Contains mild treat and violence: The Sun Far From Rising.
For me it was as the youngest of two siblings, left alone to face a world devoid of care and guidance, that as a child no more than the hight of a grown man's elbow, I’d naturally had less time to hone my skills in the family business of survival no matter the cost than my older brother had; whom out of plain familial love and necessity, as well as a somewhat grudging admiration, I had since the age of two years old always had to rely on. And giving him his due, he had never let me down. My belly, while not ever full, seldom rumbled with hunger for longer than a day or two.
He had always seemed to naturally know the way of things better than I my brother, and not merely through having lived and struggled his way in the world for longer than I even when there had all to briefly been adult guiding hands attempting in vein to make our world a happier place. Therefore, it made sense in my young head that I gave in when he always appointed me lookout and gave strict instructions that I was not to move a single inch “No matter what!” under any circumstances, until he told me otherwise. But there are somethings in this world, a Darkness which I have since come to know, that even my brother through his fourteen years of struggles in this world could not have even thought to have imagined.
It was my adherence to sticking to his rigid order to not follow him, that one night, with the Sun far from rising, I found myself crouched in the dark, alone save my dog, Hound.
The back tenement at the foot of Lady Stairs’ Close had until then lain undisturbed in its darkness. Following custom, the alley had been termed a Close, and named after its most illustrious inhabitant of whom I knew nothing. Being no more than a child at that time the eponymous Lady Stairs’ achievements warranting the honour of having the finest alley in this bedraggled old town named for her were of no interest to me, and to this day remain so. The Darkness however, which lived huddled and hidden amongst the worn cobbles and the soot-stained bricks, that made up my world would soon enough make itself fully known to me.
The only information my brother had deemed worthy enough of passing on to me before he abandoned me was the usefulness of Lady Stairs’ Close in its darkness and proximity to the back tenement building, which stood proud and promised the richest of pickings. I watched as a storm lantern belonging to my elder kin and colleague in thievery, was placed at its small, six paned mean attic window. I watched the light come and go, diffused and flickering, as my brother searched for what he had guaranteed would be, “enough coin to be the making of us ma wee lass!”, while in my own humble opinion as lowly thief’s apprentice the back tenement now stood akin a lighthouse, with his torch shining bright atop for all to see as if a warning of the dark and stormy sea ahead.
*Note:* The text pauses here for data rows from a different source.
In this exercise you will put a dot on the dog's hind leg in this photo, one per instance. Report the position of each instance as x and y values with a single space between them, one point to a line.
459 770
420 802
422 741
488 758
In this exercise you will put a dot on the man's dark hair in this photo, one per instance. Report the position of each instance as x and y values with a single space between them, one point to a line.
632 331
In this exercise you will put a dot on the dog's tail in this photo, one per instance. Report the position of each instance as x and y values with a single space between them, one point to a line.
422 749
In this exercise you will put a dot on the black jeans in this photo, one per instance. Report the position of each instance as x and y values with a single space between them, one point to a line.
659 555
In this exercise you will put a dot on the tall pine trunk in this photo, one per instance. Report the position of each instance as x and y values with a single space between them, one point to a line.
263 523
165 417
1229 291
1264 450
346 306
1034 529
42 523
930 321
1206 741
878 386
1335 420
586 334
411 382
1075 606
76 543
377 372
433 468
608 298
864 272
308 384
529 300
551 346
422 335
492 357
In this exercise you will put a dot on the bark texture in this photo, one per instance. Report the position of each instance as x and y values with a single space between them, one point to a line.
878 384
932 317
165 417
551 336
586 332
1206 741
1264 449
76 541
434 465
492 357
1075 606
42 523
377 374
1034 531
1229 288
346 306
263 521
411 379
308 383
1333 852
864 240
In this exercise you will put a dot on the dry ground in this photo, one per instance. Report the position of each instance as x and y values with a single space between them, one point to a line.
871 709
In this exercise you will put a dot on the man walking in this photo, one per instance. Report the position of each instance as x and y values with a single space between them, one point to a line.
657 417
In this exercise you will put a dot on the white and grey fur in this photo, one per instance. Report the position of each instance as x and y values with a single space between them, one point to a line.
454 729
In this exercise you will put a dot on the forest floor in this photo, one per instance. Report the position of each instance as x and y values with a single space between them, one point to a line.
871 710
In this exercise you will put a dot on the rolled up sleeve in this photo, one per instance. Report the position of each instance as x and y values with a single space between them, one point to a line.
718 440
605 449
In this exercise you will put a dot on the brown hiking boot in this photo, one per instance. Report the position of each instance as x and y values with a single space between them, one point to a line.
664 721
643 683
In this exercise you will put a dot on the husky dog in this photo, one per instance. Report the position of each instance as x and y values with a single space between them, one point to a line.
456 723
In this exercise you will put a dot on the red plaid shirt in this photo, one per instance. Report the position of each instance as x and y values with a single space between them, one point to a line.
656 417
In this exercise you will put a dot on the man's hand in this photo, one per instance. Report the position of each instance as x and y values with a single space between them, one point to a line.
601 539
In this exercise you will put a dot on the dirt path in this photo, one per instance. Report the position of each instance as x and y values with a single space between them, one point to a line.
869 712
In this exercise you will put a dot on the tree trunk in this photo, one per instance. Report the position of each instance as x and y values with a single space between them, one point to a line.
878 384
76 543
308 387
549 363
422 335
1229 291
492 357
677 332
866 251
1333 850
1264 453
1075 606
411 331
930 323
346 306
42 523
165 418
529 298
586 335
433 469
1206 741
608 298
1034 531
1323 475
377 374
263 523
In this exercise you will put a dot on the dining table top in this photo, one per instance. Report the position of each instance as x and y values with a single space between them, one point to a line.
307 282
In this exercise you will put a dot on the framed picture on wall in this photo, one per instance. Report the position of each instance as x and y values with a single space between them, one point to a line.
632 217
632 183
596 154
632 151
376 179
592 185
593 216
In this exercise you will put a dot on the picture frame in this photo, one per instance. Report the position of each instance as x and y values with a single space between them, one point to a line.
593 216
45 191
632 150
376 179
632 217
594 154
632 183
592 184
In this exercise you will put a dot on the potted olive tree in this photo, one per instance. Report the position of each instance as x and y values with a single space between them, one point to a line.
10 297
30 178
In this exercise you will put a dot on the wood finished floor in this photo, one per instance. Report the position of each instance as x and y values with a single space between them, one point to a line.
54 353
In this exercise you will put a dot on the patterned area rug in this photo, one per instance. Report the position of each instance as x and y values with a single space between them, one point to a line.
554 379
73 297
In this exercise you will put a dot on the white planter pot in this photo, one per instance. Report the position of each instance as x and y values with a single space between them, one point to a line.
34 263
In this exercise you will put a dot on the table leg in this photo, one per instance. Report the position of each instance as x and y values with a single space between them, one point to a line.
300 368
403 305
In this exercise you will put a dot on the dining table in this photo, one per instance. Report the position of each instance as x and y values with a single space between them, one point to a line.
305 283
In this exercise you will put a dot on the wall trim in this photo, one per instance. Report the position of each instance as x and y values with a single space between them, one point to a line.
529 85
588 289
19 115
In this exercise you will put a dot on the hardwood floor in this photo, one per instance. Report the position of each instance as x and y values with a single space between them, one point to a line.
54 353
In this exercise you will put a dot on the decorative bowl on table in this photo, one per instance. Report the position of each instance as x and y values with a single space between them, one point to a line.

That, was when Hound howled, in a fashion I had never witnessed prior to this night. ‘It’s a’ right Hound.’ I said attempting to reassure him. ‘Quiet, my good boy.’. Generally, they minded their own around here. But it would not be long before someone would come looking, nosing
And then I saw what Hound had sensed. Our doctor with lodgings in the attic of this tenement had turned down the close. At no great age our doctor, neither was he young it was no great task to see that something had happened since last I saw him, something had altered his confident, exuberant gait. Naively young and curious I stepped out from the shadows of the close but as he passed, he paid me no heed. Hound though now quiet, strained at his tether as I scratched behind his ears. Hound’s muzzle in the crook of my arm, ‘There, there. Ma gid boy. There, there.’, we matched the doctor’s steps. We three reached the lodgings together and in an attempt to return the attic window to darkness, I raised my cupped hands to give the crow’s cry which had been agreed when the good doctor, this Doctor Jekyll, would step under the front door’s lantern. But it was a shuffling, wreck of a man who appeared before me.
I saw that it was not merely the doctor’s gait which had changed, and struck with the sense that this figure was in fact a harbinger of doom I forced the cry from my throat out to the other Closes and Wynds beyond, somehow known to me that nothing or no one could stop this...this creature, returning to its lair. There was none who could aid my brother now.
‘Hey! You. There!’.
I turned toward the Main Street, in the direction of the yell, a good ten or twenty yards from the close, while behind me the door-latch clicked down the creature returned within. ‘Hey! You, lurking where you got no business lurking!’.
I called back to the darkness, ‘My dog’s doing its business. That’s all.’. In my young life thus far, my experiences with the Turnkeys had taught me that I would never be believed, so I turned, making a pretence of ‘being off’, though somehow knowing the situation helpless.
That evening was the last I would see of my brother, the thief trapped with such a creature. That evening I came to know the way of things. I came to know a Darkness that would never wain, a Sun that for me at least that would never fully rise again, for I came to know Darkness itself, in this Doctor Jekyll – or what was left of him, a’bed at the foot of Lady Stairs' Close.